Parameter Optimization for Anomaly Detection Algorithms

May 1, 2026

Maximizing Detection Accuracy

Anomaly detection sits at the heart of modern monitoring systems — from fraud detection in banking to fault detection in industrial machinery. Yet the algorithms themselves are only as good as their parameters. In this article, we formulate parameter optimization for anomaly detection as a concrete mathematical optimization problem and solve it end-to-end in Python.

Problem Setup

We focus on the Isolation Forest algorithm.
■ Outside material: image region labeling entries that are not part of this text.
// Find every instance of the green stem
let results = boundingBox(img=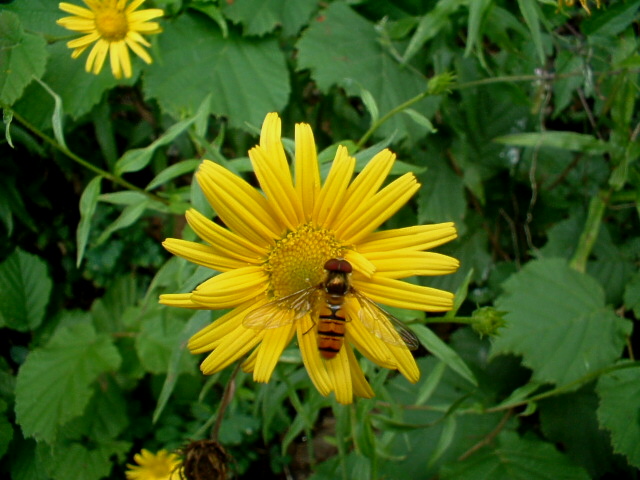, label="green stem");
[13,111,169,204]
[569,191,611,273]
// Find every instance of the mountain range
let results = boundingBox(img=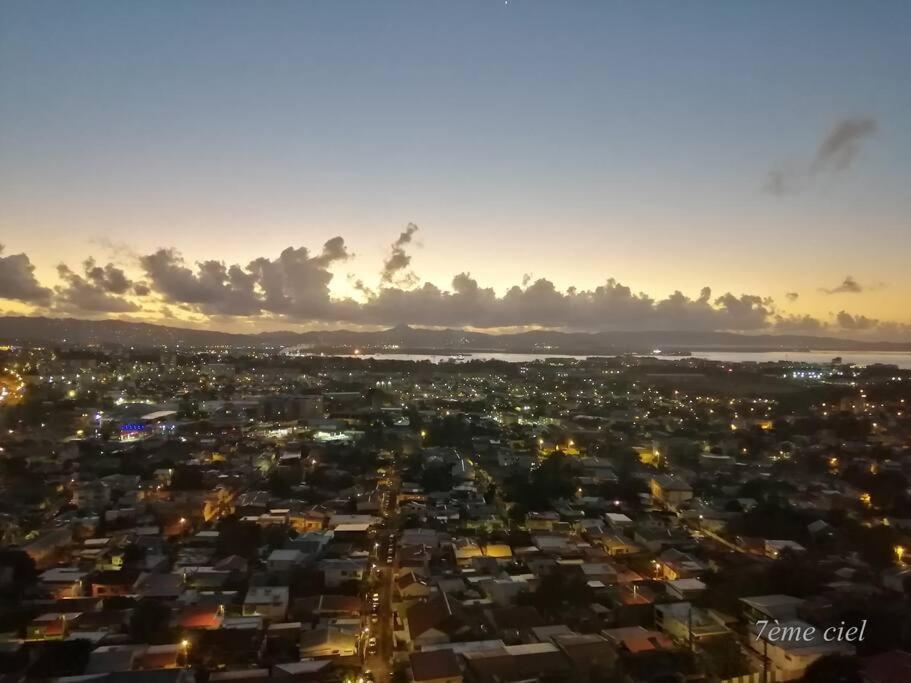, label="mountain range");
[0,316,911,354]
Its key parameters are:

$n_estimators$: number of isolation trees
$\max_samples$: fraction of samples per tree
$contamination$: assumed fraction of outliers in the dataset

We optimize these to maximize the F1 score:

$$F_1 = 2 \cdot \frac{\text{Precision} \times \text{Recall}}{\text{Precision} + \text{Recall}}, \quad \text{Precision} = \frac{TP}{TP + FP}, \quad \text{Recall} = \frac{TP}{TP + FN}$$

The optimization objective is:

$$\theta^* = \arg\max_{\theta \in \Theta} ; F_1!\left(\mathcal{D}_{val},, \theta\right)$$

Since $F_1$ is non-differentiable with respect to $\theta$, we use Bayesian Optimization guided by the Expected Improvement acquisition function:

$$EI(\theta) = \mathbb{E}!\left[\max!\left(F_1(\theta) - F_1^+,, 0\right)\right]$$

where $F_1^+$ is the best observed value so far.

Synthetic Dataset

True contamination rate: $\rho = 0.08$ (8% anomalies).

Full Source Code

# ============================================================
# Install dependency (Google Colaboratory)
# ============================================================
!pip install scikit-optimize -q

# ============================================================
# Anomaly Detection Parameter Optimization
# Maximizing F1 Score via Bayesian Optimization
# ============================================================

import numpy as np
import matplotlib.pyplot as plt
import matplotlib.gridspec as gridspec
from sklearn.ensemble import IsolationForest
from sklearn.metrics import f1_score, precision_score, recall_score, confusion_matrix
from sklearn.model_selection import train_test_split
from scipy.interpolate import griddata
from skopt import gp_minimize
from skopt.space import Integer, Real
from skopt.utils import use_named_args
import warnings
warnings.filterwarnings("ignore")

# ------------------------------------------------------------
# 0. Reproducibility
# ------------------------------------------------------------
SEED = 42

# ------------------------------------------------------------
# 1. Synthetic Dataset Generation
# ------------------------------------------------------------
def generate_dataset(n_normal=1000, n_anomaly=88, seed=42):
    rng_local = np.random.default_rng(seed)
    n1 = n_normal // 2
    n2 = n_normal - n1
    X_norm1 = rng_local.multivariate_normal(
        mean=[-2.0, -2.0],
        cov=[[0.6, 0.2], [0.2, 0.6]],
        size=n1
    )
    X_norm2 = rng_local.multivariate_normal(
        mean=[2.0, 2.0],
        cov=[[0.8, -0.3], [-0.3, 0.8]],
        size=n2
    )
    X_normal = np.vstack([X_norm1, X_norm2])
    X_anom   = rng_local.uniform(low=-6.0, high=6.0, size=(n_anomaly, 2))
    X = np.vstack([X_normal, X_anom])
    y = np.array([1] * n_normal + [-1] * n_anomaly)
    return X, y

X, y = generate_dataset()
X_train, X_val, y_train, y_val = train_test_split(
    X, y, test_size=0.3, stratify=y, random_state=SEED
)
print(f"Train: {X_train.shape[0]} samples | Val: {X_val.shape[0]} samples")
print(f"Anomaly rate (val): {(y_val == -1).mean():.3f}")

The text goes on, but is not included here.